When multiple years are involved, awardees will be required to submit the Research Performance Progress Report (RPPR) annually and financial statements as required in the NIH Grants Policy Statement.
A final RPPR, invention statement, and the expenditure data portion of the Federal Financial Report are required for closeout of an award, as described in the NIH Grants Policy Statement.
The Federal Funding Accountability and Transparency Act of 2006 (Transparency Act), includes a requirement for awardees of Federal grants to report information about first-tier subawards and executive compensation under Federal assistance awards issued in FY2011 or later. All awardees of applicable NIH grants and cooperative agreements are required to report to the Federal Subaward Reporting System (FSRS) available at www.fsrs.gov on all subawards over $25,000. See the NIH Grants Policy Statement for additional information on this reporting requirement.
In accordance with the regulatory requirements provided at 45 CFR 75.113 and Appendix XII to 45 CFR Part 75, recipients that have currently active Federal grants, cooperative agreements, and procurement contracts from all Federal awarding agencies with a cumulative total value greater than $10,000,000 for any period of time during the period of performance of a Federal award, must report and maintain the currency of information reported in the System for Award Management (SAM) about civil, criminal, and administrative proceedings in connection with the award or performance of a Federal award that reached final disposition within the most recent five-year period. The recipient must also make semiannual disclosures regarding such proceedings. Proceedings information will be made publicly available in the designated integrity and performance system (currently FAPIIS). This is a statutory requirement under section 872 of Public Law 110-417, as amended (41 U.S.C. 2313). As required by section 3010 of Public Law 111-212, all information posted in the designated integrity and performance system on or after April 15, 2011, except past performance reviews required for Federal procurement contracts, will be publicly available. Full reporting requirements and procedures are found in Appendix XII to 45 CFR Part 75 Award Term and Conditions for Recipient Integrity and Performance Matters.
We encourage inquiries concerning this funding opportunity and
welcome the opportunity to answer questions from potential applicants.
eRA Service Desk (Questions regarding ASSIST, eRA Commons, application errors and warnings, documenting system problems that threaten submission by the due date, and post-submission issues)

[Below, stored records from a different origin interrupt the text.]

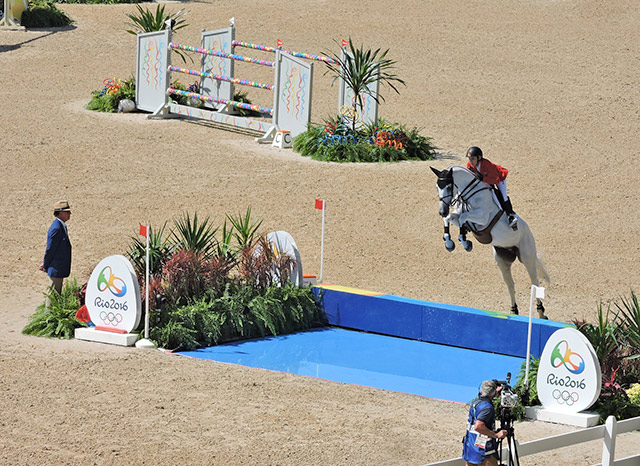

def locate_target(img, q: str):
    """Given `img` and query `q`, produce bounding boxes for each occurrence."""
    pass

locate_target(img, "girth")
[470,210,504,244]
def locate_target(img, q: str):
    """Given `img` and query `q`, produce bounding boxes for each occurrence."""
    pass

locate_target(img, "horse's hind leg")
[520,253,548,319]
[493,247,518,314]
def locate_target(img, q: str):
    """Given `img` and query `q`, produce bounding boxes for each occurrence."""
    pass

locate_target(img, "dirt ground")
[0,0,640,465]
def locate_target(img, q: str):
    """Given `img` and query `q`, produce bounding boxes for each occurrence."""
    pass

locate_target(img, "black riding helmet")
[467,146,482,160]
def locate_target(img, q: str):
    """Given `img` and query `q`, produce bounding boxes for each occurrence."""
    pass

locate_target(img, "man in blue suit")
[40,201,71,307]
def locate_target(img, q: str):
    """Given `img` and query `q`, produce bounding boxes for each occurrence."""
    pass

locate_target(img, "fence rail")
[426,416,640,466]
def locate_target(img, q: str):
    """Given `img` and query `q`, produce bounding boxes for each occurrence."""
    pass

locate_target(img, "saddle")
[467,210,504,244]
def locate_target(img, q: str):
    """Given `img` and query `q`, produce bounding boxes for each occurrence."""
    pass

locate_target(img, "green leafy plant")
[151,283,326,350]
[615,291,640,350]
[126,4,188,36]
[20,0,75,28]
[574,303,619,363]
[22,278,85,339]
[325,37,405,131]
[627,383,640,406]
[227,207,262,250]
[293,116,435,162]
[87,78,136,113]
[172,212,218,258]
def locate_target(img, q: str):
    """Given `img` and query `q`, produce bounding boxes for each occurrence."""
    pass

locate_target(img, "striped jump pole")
[231,40,336,65]
[167,87,273,115]
[169,65,273,91]
[169,42,275,67]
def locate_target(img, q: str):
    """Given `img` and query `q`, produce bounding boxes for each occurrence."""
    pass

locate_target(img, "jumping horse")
[431,165,550,319]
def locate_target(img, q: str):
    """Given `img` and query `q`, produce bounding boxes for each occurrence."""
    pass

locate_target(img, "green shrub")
[22,279,85,339]
[627,383,640,406]
[293,116,435,162]
[20,0,75,28]
[151,283,326,350]
[87,78,136,113]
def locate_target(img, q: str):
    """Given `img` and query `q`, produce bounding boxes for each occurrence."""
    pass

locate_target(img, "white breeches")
[496,180,509,202]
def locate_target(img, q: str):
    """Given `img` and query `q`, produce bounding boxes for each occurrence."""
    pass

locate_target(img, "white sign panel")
[267,231,303,286]
[537,328,602,413]
[85,255,142,333]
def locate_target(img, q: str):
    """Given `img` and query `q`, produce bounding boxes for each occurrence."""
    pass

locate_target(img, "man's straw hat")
[53,201,71,212]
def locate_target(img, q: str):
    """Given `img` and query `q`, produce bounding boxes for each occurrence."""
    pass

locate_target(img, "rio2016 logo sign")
[551,340,584,375]
[536,328,602,412]
[85,255,141,332]
[98,265,127,298]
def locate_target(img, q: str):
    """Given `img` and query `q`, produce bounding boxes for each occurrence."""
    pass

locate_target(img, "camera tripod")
[497,408,520,466]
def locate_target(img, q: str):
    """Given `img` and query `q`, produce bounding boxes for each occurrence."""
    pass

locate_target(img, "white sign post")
[524,285,544,387]
[526,328,602,427]
[75,255,142,346]
[136,225,156,349]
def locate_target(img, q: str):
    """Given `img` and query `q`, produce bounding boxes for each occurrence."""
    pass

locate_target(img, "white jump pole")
[136,225,155,348]
[524,285,544,387]
[315,199,327,283]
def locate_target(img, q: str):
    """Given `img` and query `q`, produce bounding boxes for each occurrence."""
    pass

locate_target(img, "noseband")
[438,171,491,207]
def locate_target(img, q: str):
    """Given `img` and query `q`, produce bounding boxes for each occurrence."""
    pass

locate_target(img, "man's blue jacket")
[42,218,71,278]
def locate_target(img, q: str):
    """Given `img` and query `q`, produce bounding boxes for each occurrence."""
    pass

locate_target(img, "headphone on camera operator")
[462,380,508,466]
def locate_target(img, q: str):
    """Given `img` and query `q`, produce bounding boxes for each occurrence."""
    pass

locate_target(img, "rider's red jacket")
[467,158,509,184]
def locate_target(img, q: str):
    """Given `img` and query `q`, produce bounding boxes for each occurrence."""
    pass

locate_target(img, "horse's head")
[430,167,453,217]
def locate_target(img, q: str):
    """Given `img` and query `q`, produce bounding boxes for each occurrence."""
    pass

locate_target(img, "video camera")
[496,372,518,408]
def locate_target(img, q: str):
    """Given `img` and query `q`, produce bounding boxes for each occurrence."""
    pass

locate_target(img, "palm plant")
[227,207,262,250]
[172,212,218,259]
[576,303,620,364]
[325,37,405,132]
[126,4,188,35]
[616,291,640,358]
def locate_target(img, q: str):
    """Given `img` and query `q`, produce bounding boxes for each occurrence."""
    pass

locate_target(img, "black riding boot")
[502,199,518,230]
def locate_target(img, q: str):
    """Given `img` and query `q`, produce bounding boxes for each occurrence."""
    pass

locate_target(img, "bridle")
[438,170,491,207]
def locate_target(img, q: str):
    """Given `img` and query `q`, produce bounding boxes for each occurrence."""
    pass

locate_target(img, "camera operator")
[462,380,507,466]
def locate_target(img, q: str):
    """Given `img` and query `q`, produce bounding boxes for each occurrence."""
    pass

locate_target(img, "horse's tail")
[536,252,551,284]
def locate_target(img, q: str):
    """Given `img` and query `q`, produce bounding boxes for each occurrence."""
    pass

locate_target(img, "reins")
[440,169,491,206]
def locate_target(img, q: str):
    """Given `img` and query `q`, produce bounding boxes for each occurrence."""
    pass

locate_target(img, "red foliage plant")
[162,249,206,304]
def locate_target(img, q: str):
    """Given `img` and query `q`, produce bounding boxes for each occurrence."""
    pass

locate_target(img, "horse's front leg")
[458,225,473,252]
[493,247,519,314]
[442,217,456,252]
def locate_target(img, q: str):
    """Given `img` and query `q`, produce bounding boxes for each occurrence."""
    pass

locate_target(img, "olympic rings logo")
[98,265,127,298]
[100,311,122,327]
[552,388,580,406]
[551,340,585,374]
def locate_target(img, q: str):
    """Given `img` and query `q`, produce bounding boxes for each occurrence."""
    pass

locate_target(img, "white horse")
[431,165,550,319]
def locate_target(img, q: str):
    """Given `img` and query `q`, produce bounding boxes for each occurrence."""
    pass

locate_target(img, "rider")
[467,146,518,229]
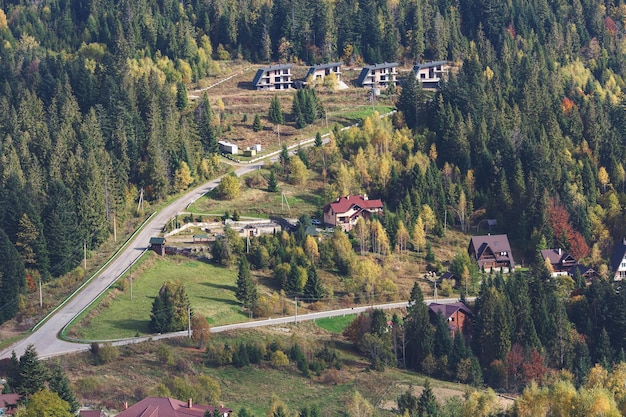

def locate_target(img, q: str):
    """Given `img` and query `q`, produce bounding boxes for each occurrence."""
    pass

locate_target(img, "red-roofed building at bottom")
[428,301,474,339]
[116,397,233,417]
[323,195,383,232]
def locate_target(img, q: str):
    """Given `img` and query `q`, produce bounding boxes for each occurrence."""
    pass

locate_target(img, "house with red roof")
[116,397,233,417]
[0,394,20,416]
[323,194,383,232]
[428,301,474,338]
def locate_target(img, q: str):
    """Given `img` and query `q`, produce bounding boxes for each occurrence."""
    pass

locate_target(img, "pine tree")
[314,132,324,148]
[150,286,174,333]
[396,71,424,129]
[15,345,48,396]
[404,281,433,369]
[176,81,189,110]
[0,229,26,323]
[48,364,79,413]
[235,256,259,311]
[304,265,326,301]
[198,93,218,154]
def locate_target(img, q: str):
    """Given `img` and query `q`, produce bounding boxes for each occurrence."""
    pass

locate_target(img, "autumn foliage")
[549,200,589,259]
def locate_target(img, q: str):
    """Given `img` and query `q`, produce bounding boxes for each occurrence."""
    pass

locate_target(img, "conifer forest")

Finding Help Online: http://grants.nih.gov/support/ (preferred
method of contact)
Telephone: 301-402-7469 or 866-504-9552 (Toll Free)
General Grants Information (Questions
regarding application instructions, application processes, and NIH grant resources)
Email: [email protected] (preferred
method of contact)
Telephone: 301-945-7573
Grants.gov Customer Support (Questions regarding
Grants.gov registration and Workspace)
Contact Center Telephone: 800-518-4726
Email: [email protected]
Pamela L. Thornton, Ph.D.
National Institute of Diabetes and Digestive and Kidney Diseases (NIDDK)
Telephone: 301-480-6476
Email: [email protected]
Michele Barnard
National Institute of Diabetes and Digestive and Kidney
Diseases (NIDDK)
Telephone: 301-594-8898
Email: [email protected]
Natasha Loveless]
National Institute of Diabetes and Digestive and Kidney Diseases
Telephone: 301-594-8853
Email: [email protected]
Recently issued trans-NIH policy notices may affect your application submission. A full list of policy notices published by NIH is provided in the NIH Guide for Grants and Contracts. All awards are subject to the terms and conditions, cost principles, and other considerations described in the NIH Grants Policy Statement.
Awards are made under the authorization of Sections 301 and 405 of the Public Health Service Act as amended (42 USC 241 and 284) and under Federal Regulations 42 CFR Part 52 and 45 CFR Part 75.